No more excuses

EU warns as another migrant boat sinks

Migrants, who are trying to reach Greece, are rescued by members of the Greek Coast guard and locals near the coast of the southeastern island of Rhodes on  Monday. — Reuters Photo

 

 

 

 

 

 

 

 

 

 

EU foreign affairs chief Federica Mogherini told member states Monday they had ‘no more excuses’ not to act on the Mediterranean migrant crisis as reports came through of another boat sinking with 300 people on board.
More than 700 people were feared dead after a fishing boat crammed with migrants seeking a better life in Europe capsized off Libya on Sunday, with some survivors suggesting nearly 1,000 could have been on board.
As EU foreign and interiors met to discuss their response to the worsening crisis, the International Organisation for
Migration said it had received a distress call from another boat in the Mediterranean carrying more than 300 people, with at least 20 reported dead.
‘The caller said that there are over 300 people on his boat and it is already sinking (and) he has already reported fatalities, 20 at least,’ the IOM’s Federico Soda wrote in an email.
Soda said the IOM had given the Italian coast guard the coordinates for that and two other distressed vessels, but that they were still tied up with the earlier shipwreck.
Arriving for the ministerial talks in Luxembourg, Mogherini said the 28-nation bloc ‘has no more excuses, the member states have no more excuses’.
‘We need immediate action from the EU and the member states,’ she added.
Italian and Maltese navy boats continued to scour waters off Libya for the victims of Sunday’s disaster – the latest in a string of shipwrecks, which have claimed well over 1,000 lives since the start of 2015.
But the outlook appeared grim, with only 28 survivors rescued so far, along with 24 bodies.
Italian prosecutors said a Bangladeshi survivor flown to Sicily for treatment told them 950 people were aboard, including hundreds who had been locked in the hold by smugglers.
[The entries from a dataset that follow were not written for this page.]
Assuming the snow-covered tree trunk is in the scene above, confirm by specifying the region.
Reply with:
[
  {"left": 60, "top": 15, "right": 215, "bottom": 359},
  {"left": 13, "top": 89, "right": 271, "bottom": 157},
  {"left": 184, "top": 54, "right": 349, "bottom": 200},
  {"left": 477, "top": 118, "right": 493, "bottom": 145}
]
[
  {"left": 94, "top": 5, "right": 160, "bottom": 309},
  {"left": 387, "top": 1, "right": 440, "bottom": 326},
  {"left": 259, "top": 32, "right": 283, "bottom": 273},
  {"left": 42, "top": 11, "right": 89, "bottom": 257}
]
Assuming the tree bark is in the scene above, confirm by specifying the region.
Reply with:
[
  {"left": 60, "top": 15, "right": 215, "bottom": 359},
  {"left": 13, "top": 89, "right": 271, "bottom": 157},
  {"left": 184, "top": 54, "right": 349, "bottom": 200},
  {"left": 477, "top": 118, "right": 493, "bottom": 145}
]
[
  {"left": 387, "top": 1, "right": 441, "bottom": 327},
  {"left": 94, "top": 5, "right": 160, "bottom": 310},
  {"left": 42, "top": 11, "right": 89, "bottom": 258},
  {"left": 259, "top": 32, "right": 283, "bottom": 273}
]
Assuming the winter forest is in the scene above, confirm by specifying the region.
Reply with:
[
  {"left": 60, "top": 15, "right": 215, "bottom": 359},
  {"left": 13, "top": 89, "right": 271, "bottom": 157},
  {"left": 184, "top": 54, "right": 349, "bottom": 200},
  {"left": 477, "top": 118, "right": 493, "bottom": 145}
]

Earlier, authorities said a survivor told them 700 migrants were on board, reports AP.
The mass drowning, believed to be the deadliest in the Mediterranean, caused an outcry across Europe, where newspapers called it the ‘EU’s darkest day’.
‘European leaders knew full well that the number of victims at sea from African migration would smash records from the spring,’ Belgium daily Le Soir wrote.
Chancellor Angela Merkel of Germany, which is the top destination in Europe for migrants, said she was ‘appalled’ by the disaster, calling it ‘not worthy of Europe’.
‘A continent which feels committed to humanity must look for answers even when there are no easy answers,’ her spokesman quoted her as saying.
Refugee and rights bodies demanded European governments beef up maritime rescue operations and address the underlying causes of the flood of asylum-seekers and migrants washing up on Europe’s shores.
Malta’s prime minister Joseph Muscat urged the EU to address the chaos in war-torn Libya, which people smugglers have made the main launching pad for overloaded rickety boats.
‘We have what is fast becoming a failed state on our doorsteps and criminal gangs are enjoying a heyday,’ he said.
Britain and France led the international coalition that paved the way for the ouster of longtime dictator Muammar Gaddafi in a 2011 uprising.
Since then Libya has been torn between rival factions fighting it out for control of the oil-rich state.
Mogherini, a former Italian foreign minister, has been pushing the EU to be more pro-active on Libya.
Just as the Islamist attacks in Paris in January had generated a common response, so this incident should give momentum to finding a common migration policy, she said.
‘The main issue here is to build a common sense of European responsibility, knowing that there is no easy solution,’ she added.
Some 11,000 migrants have been rescued since the middle of last week alone and current trends suggest last year’s total of 170,000 landing in Italy is likely to be exceeded in 2015.
The issue of who handles these migrants – for asylum or repatriation – is hugely sensitive, with Italy complaining its EU partners are not doing enough.
Rome scaled back its Mare Nostrum search-and-rescue operation at the end of last year in protest over its rising cost and it was replaced by a smaller EU-led mission called Triton.
The recent flood of migrants and the growing loss of life has questioned Triton’s effectiveness but some EU member states, especially those not directly affected by the arrivals, have been reluctant to do more.
Sunday’s disaster could change that.
German foreign minister Frank-Walter Steinmeier said the scale of the loss of life meant Europe ‘cannot go back to normal’ and called for ‘an open discussion without taboos’ on a common EU policy.
The fishing boat capsized most likely as a result of terrified passengers rushing to one side in desperation to get off after coastal authorities in Italy and Malta picked up a distress signal around midnight (2200 GMT) Saturday, when it was still in Libyan waters.
The deadliest incident prior to Sunday occurred off Malta in September 2014, when an estimated 500 migrants drowned after traffickers deliberately rammed their boat in an attempt to force the people onboard onto a smaller vessel.